If I were looking at myself from another person's eyes, I would have seen it full of dread one second, and contorting into a look of disgust, the next. Simply put, I hated math. It wasn't that I'm not good with it but I disliked doing anything concerning it. I was mad at my daddy for stealing my glorious hour of dictionary-reading and I was disappointed with myself for allowing it to happen. At thirteen, I was kind of a spoiled child. I am used to getting things my way.

So when daddy told me to put the dictionary down and handed me the math reviewer, I started to grumble. He was patient with me and even politely gave me the other review materials (paper and pencil- "no calculator!" he said.) I obeyed him but I kept my complaints to myself so he wasn't able to notice about the way I really feel about our tutoring sessions. He tutored me for hours and every time he flicked a new page, or a new problem to solve I crinkled my nose. Eventually, he found out that I wasn't up for math so he told me "If you don't pass the entrance exam of this school, then I wouldn't let you go to any school. It's this school or none."

Maybe I was too afraid of not entering high school. I was too worried that the night after he told me that, I tossed and turned on my bed and woke up for consecutive nights, sweating and recovering from nightmares. Maybe, I realized, I valued education that much to be affected so much by what he said.

After school, I studied and reviewed for the test. I still had nightmares but they became less vivid as I felt more and more confident about the accomplishments I had in my review. Soon, not only me was happy about my achievement, daddy and mommy was too. The day came when I took the exam and I was confident with it and I was sure that I was going to pass it and I was readying myself with the big grin I would give my parents when I see my name on the list of the students that the school will be accepting.

Only that I wasn't able to give the big ol' grin I was practicing. I felt a big pang of disappointment and I could sense that my parents felt it too. I was not an achiever, but I was not a failure. I was just an average student who got more grades than what is enough but not too high as to be included in the honor list.
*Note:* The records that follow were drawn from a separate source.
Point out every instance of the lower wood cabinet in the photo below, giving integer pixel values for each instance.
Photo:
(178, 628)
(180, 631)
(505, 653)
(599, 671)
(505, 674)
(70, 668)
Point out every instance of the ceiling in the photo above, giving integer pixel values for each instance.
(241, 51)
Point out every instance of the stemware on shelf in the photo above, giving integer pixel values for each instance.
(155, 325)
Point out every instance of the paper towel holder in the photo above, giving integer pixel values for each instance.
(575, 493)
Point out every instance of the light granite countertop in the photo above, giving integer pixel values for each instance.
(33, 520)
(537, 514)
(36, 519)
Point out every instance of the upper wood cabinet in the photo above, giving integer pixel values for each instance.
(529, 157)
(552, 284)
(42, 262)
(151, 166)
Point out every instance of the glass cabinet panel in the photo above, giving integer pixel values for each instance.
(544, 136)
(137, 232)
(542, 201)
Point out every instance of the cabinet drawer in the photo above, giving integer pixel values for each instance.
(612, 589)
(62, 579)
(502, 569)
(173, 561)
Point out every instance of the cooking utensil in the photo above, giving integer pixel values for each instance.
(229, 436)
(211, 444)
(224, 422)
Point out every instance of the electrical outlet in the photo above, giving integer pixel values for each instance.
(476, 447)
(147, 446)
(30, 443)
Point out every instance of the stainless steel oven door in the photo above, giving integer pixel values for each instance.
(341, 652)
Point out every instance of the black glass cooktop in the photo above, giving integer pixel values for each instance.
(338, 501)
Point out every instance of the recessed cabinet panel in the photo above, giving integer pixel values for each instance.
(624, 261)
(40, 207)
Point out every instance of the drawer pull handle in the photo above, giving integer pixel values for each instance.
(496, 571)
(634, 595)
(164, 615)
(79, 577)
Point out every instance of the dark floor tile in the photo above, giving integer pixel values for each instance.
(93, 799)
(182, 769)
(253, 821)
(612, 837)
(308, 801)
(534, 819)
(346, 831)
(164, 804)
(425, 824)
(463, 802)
Umm... okay, I was always included in the top ten list of achievers of our class of almost sixty students and that was the reason why I found myself in a different light- or without the light, whatever-you-name-it situation.

Anyway, when I found out that my efforts resulted to nothing, I wanted to cry and hug my mommy or my daddy or any of my younger siblings. I know very well how I tried my best and most of all, I was so scared at not having a secondary education.

I dug my hands on my face and cried for hours. Daddy asked me why I was crying and I told him. He laughed at me and told me it was okay. I told him "No! I won't be going to school after all and I hate myself for letting me lose my chance..."

With this, he laughed more. He told me that he was not really serious when he told me that I really need to pass the entrance exam. He just told me that to test if I really valued education and if I was really serious in my studies. He told me that it was just a challenge on my part- a challenge which could not be necessarily imparted on me.

"Really?" I said wiping my tears with the back of my hand. I can't believe that it was just a test.